3.1.9 ∣. Aurora kinase

Aurora kinases (AKs), one of the serine/threonine protein kinases, has been known to be involved in several mitotic events.^183-185 Out of three know homologues of AKs in human, Aurora A (A2K) and Aurora B (A1K) kinases are abundantly present in several cells, while Aurora C kinase (A3K) is overexpressed only in testis.¹⁸⁶ Over recent years, AKs A and B have emerged as attractive targets for cancer treatment and sparked tremendous efforts to develop small molecule AK inhibitors.^187-189 A number of recently developed AK inhibitors have shown promising efficacy on a variety of tumor types in clinical trials. For example, Nerviano Medical science’s Danusertib (PHA-739358) is a pan-AK inhibitor that has shown excellent efficacy on chronic myeloid leukemia treatment. Takeda developed Alisertib (MLN-8237), a selective Aurora A inhibitor, that demonstrates tremendous efficacy on small-cell lung cancer (SCLC) treatment.¹⁸³ Encouraged by these clinical data, there has been a rapidly growing interest in developing structurally diverse AK inhibitors.^188,189 For another example, Morioka et al¹⁸³ identified a 2,3-diamino-3-cycano-pyridyl analogue, MM-3g (69), as dual inhibitor of AK and tubulin polymerization. Compound MM-3g demonstrated strong AK inhibitor activity and outstanding protein kinase selectivity to AK as compared with 66 other kinases. Additionally, compound MM-3g exhibited excellent abilities to inhibit tubulin polymerization in vitro and ability to greatly permeate cell membrane with brilliant PK profile.
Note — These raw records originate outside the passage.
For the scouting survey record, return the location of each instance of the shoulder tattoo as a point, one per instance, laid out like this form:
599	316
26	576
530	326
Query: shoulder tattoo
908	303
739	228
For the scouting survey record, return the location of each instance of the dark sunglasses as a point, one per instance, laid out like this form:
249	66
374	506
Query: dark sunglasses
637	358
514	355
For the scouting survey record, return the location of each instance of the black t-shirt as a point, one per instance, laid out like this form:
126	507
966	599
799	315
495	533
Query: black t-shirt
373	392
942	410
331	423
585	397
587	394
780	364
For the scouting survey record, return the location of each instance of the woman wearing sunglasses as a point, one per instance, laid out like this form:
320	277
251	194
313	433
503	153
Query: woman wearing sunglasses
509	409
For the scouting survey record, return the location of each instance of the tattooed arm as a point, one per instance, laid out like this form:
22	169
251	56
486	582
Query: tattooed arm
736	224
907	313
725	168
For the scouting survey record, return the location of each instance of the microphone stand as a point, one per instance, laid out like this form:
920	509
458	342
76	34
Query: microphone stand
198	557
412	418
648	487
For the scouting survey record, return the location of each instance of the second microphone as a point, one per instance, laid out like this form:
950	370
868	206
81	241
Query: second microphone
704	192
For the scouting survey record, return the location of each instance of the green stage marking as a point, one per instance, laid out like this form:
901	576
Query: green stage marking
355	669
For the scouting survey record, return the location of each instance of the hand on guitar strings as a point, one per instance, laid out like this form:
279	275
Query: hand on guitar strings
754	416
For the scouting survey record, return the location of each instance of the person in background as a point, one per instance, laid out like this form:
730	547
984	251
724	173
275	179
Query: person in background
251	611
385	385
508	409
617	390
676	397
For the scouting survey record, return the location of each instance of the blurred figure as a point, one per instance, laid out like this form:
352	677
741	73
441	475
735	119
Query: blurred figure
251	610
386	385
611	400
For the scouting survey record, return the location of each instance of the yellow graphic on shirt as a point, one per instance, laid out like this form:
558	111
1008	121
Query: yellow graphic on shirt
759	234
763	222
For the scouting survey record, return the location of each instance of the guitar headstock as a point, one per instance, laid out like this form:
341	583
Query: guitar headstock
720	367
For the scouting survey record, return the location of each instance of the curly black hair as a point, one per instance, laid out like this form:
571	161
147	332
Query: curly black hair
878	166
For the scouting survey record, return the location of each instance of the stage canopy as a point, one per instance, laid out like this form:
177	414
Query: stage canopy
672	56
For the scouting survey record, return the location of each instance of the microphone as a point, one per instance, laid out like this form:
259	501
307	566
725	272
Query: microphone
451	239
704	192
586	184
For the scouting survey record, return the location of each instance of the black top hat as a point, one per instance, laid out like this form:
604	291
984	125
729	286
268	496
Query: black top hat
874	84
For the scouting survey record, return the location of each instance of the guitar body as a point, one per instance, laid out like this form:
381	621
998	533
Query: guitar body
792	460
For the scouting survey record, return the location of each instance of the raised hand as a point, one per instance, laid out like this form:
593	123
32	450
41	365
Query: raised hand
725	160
Finally, MM-3g has shown strong efficacy in HCT-116 subcutaneous mouse model at a dose concentration of 30 mg/kg.

3.1.10 ∣. Pyruvate dehydrogenase kinase

Lately, Hong-Yan Lin et al¹⁹⁰ have identified eighteen α-lypolic acyl shikonin ester derivatives (HYL-1c, 70) with an aim to provide access to dual inhibitors of tubulin polymerization and pyruvate dehydrogenase kinase 1 (PDK1) through molecular docking aided drug discovery campaign. The goal was to find compounds with ability to block both mitosis and glycolysis by keeping tubulin polymerization as well as PDK1 mediated signals from occurring. One of the compounds, 70, in the series showed moderate activity (IC₅₀ ~3 μM, Hela) against cervical cancer and inhibited tumor growth in Hela xenograft model in dose-dependent manner. Further pharmacological investigations demonstrated that the compound is not only able to induce cell cycle arrest in G₂/M phase, but capable of exhibiting PDK1 inhibitory activity and, thus, forces the cells to undergo apoptosis by promoting enhanced aerobic metabolism.
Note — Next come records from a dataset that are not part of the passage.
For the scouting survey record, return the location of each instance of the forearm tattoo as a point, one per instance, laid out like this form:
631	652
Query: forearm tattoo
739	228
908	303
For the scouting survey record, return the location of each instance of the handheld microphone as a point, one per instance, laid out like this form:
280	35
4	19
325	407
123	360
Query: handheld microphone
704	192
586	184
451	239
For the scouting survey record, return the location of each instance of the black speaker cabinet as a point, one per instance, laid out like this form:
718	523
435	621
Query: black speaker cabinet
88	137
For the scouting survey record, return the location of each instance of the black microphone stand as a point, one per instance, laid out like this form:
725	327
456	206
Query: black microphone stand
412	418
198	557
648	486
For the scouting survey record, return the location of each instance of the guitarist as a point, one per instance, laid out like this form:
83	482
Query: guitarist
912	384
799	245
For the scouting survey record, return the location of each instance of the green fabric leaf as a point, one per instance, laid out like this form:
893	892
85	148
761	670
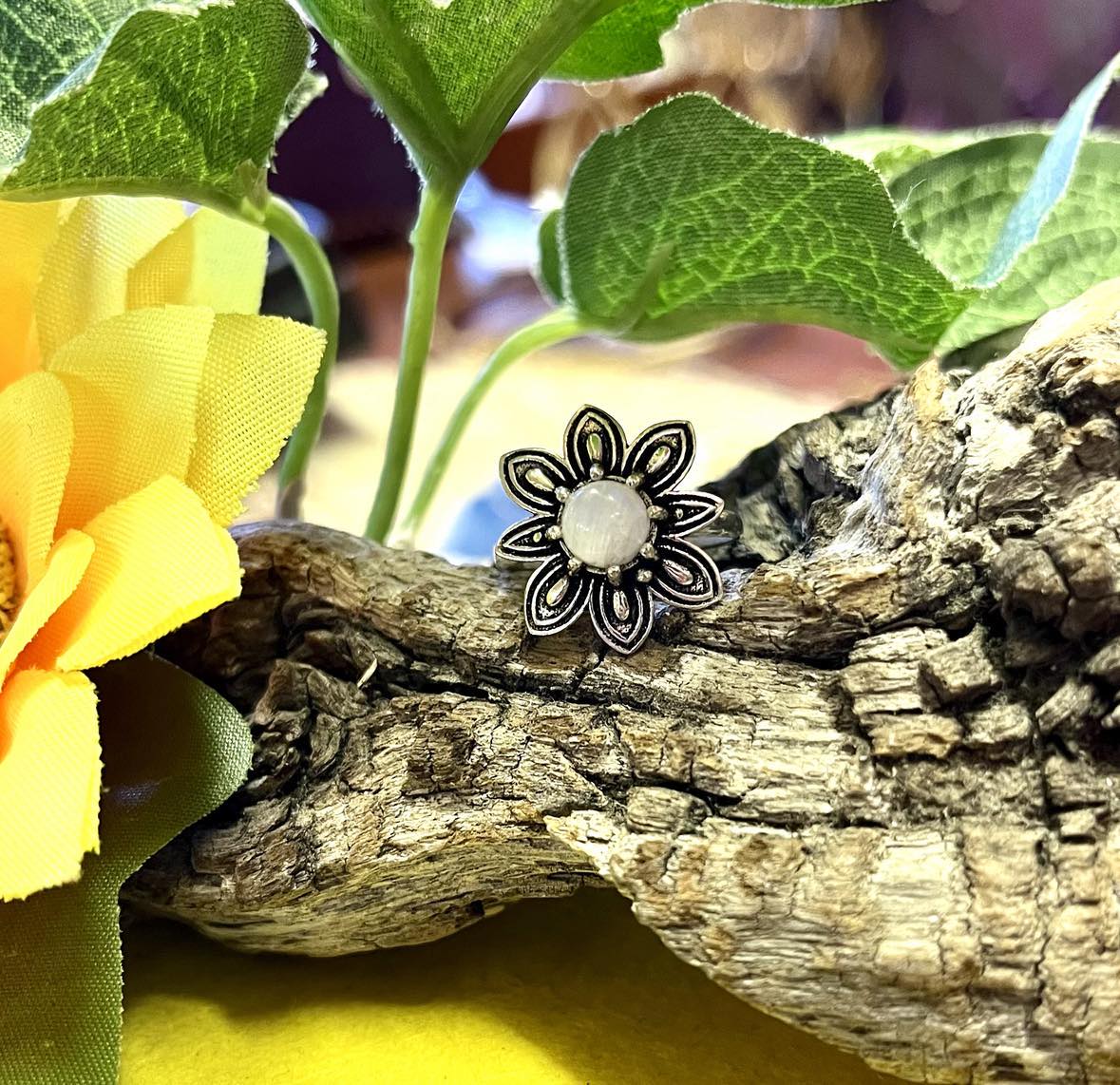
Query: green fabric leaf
449	75
549	270
1051	178
173	751
182	99
627	42
956	205
894	150
694	217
3.1.11 ∣. Phosphoinositide 3-kinase

Buparlisisb (BKM120, 71) is known to be one of the frontline phosphoinositide 3-kinase (PI3K) inhibitors for the treatment of cancer.¹⁹¹ However, it is also known to interfere with MT polymerization promoting dual inhibitory MOA. Recently, Bohnacker et al¹⁹¹ have derived two BKM120 analogues (72 and 73) that deviate from the parent by a single atom. These minor changes led to separate dual action of BKM120 resulting in the discovery of new selective inhibitors of P13K (72) and tubulin polymerization (73), respectively. X-ray cocrystal structure mode of binding of these inhibitors suggests that antiproliferative activity of BKM120 primarily relies upon the cytotoxicity through MT depolymerization as opposed to inhibition of P13K. Their findings are in contrast with the generally accepted mode of action of BKM120 family proving insight into the development of next generation of selective P13K inhibitors as well as combination therapy.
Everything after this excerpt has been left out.